The West is struggling to gain supply over the next few years and some of these undiscovered gems with the crucial heavy rare earths will not last long at these price levels. Molycorp (MCP) better move fast to gain heavy rare earth assets before investors realize that their Mountain Pass deposit does not contain the critical heavy rare earths. Just having the light rare earths will not be enough. Goldman Sachs (GS) recently revealed that there may be a surplus of the light rare earths. Investors must remember that not all rare earth mines are created equal.
Companies in the rare earth sector are advancing rapidly in developing projects all over the world and have moved rapidly to fast track key assets.
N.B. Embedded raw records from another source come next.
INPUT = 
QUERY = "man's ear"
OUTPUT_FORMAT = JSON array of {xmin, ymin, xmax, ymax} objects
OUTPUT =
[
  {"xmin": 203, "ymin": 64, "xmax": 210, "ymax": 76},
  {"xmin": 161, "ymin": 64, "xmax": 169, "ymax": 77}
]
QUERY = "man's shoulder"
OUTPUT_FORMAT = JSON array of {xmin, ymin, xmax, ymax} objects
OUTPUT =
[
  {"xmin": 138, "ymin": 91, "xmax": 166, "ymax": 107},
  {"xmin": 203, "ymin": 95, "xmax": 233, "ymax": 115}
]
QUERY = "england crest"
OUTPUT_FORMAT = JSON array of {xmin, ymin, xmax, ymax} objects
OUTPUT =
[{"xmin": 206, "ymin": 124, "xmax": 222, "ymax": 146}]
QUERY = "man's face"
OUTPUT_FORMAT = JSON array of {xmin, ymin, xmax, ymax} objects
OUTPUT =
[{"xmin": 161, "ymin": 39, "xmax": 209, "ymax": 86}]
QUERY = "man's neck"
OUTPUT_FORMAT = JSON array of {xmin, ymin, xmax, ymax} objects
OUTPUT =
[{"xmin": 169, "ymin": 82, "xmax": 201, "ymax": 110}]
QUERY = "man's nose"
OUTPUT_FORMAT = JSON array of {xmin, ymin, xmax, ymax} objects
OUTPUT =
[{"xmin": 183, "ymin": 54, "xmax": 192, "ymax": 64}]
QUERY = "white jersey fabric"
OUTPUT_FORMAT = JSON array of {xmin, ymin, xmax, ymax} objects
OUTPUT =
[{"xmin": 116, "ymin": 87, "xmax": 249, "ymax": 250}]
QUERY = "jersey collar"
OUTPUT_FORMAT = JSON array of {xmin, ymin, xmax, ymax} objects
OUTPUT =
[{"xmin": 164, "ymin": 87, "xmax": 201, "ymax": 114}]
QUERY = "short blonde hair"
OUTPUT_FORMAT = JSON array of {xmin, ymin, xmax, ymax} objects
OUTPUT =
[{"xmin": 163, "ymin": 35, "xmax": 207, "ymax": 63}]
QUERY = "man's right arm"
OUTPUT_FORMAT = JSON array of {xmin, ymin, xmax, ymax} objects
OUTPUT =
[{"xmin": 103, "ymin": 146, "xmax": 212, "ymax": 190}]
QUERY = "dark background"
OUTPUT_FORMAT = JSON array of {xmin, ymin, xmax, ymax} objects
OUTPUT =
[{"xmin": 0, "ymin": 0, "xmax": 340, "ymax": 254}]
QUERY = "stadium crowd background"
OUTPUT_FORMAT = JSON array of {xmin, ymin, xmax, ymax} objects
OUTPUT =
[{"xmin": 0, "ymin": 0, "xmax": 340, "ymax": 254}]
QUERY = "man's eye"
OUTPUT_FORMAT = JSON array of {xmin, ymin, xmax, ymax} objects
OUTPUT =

Governor Parnell has supported Ucore's (UURAF.PK) Bokan Deposit and has sent a letter to President Obama on how Alaska's rare earth deposits could be a key component of developing a rare earth supply chain outside China. Another prominent miner is Lynas Corporation (LYSCF) as Australian entity in whom Japanese(EWJ) interests have taken large positions. They announced the establishment of a proposed production plant in Malaysia. They insist they are still on target for commencing production by September 2011. Malaysian environmentalists are protesting this. They remember being badly burned by Mitsubishi of Japan who left Malaysia holding a radioactive bag after producing rare earths. The environmentalists in Malaysia are very careful this time. The Lynas management is assembling a panel of experts from all over the world to calm Malaysian fears and at the same time prevent any unfortunate reoccurrence. Lynas welcomes the one month review to ensure the project is safe and presents no danger to the workers. Lynas also hopes to have its Australia Mt. Weld project up and running. Japan (EWJ) so desperate to obtain product for their high tech industries on which their economic survival is based, has bankrolled the building of this project. Lynas is hoping to transport this ore from Australia to Malaysia for processing. This contract was signed by both sides in September 2008.
Little noticed is the acquisition by Lynas of a large rare earth deposit in Malawi, Africa. They have the approval of the Malawi Government to commence development of this major project. Interestingly, the deposit has extremely low natural radiation levels unusual for a Rare Earth Deposit.
Lynas(LYSCF.PK) appears to be reaching extremely oversold levels and long term support. This is an area in which we have seen major reversals higher. I am confident about the progress of this facility in Malaysia and believe Lynas will truly be the first miner to the market outside China. Lynas is on sale and should hit our short term target.
In conclusion, the rare earth supply constraint continues to elevate Rare Earth Prices sharply both inside and outside China. Investors will not be asking for much longer why aren't rare earth mining stocks going in tandem with rare earth prices. I believe we will see major gains in the second half of 2011 in these stocks and a large amount of strategic acquisitions by end users. Investors may be looking at this pullback in rare earth miners in retrospect as an excellent buying opportunity.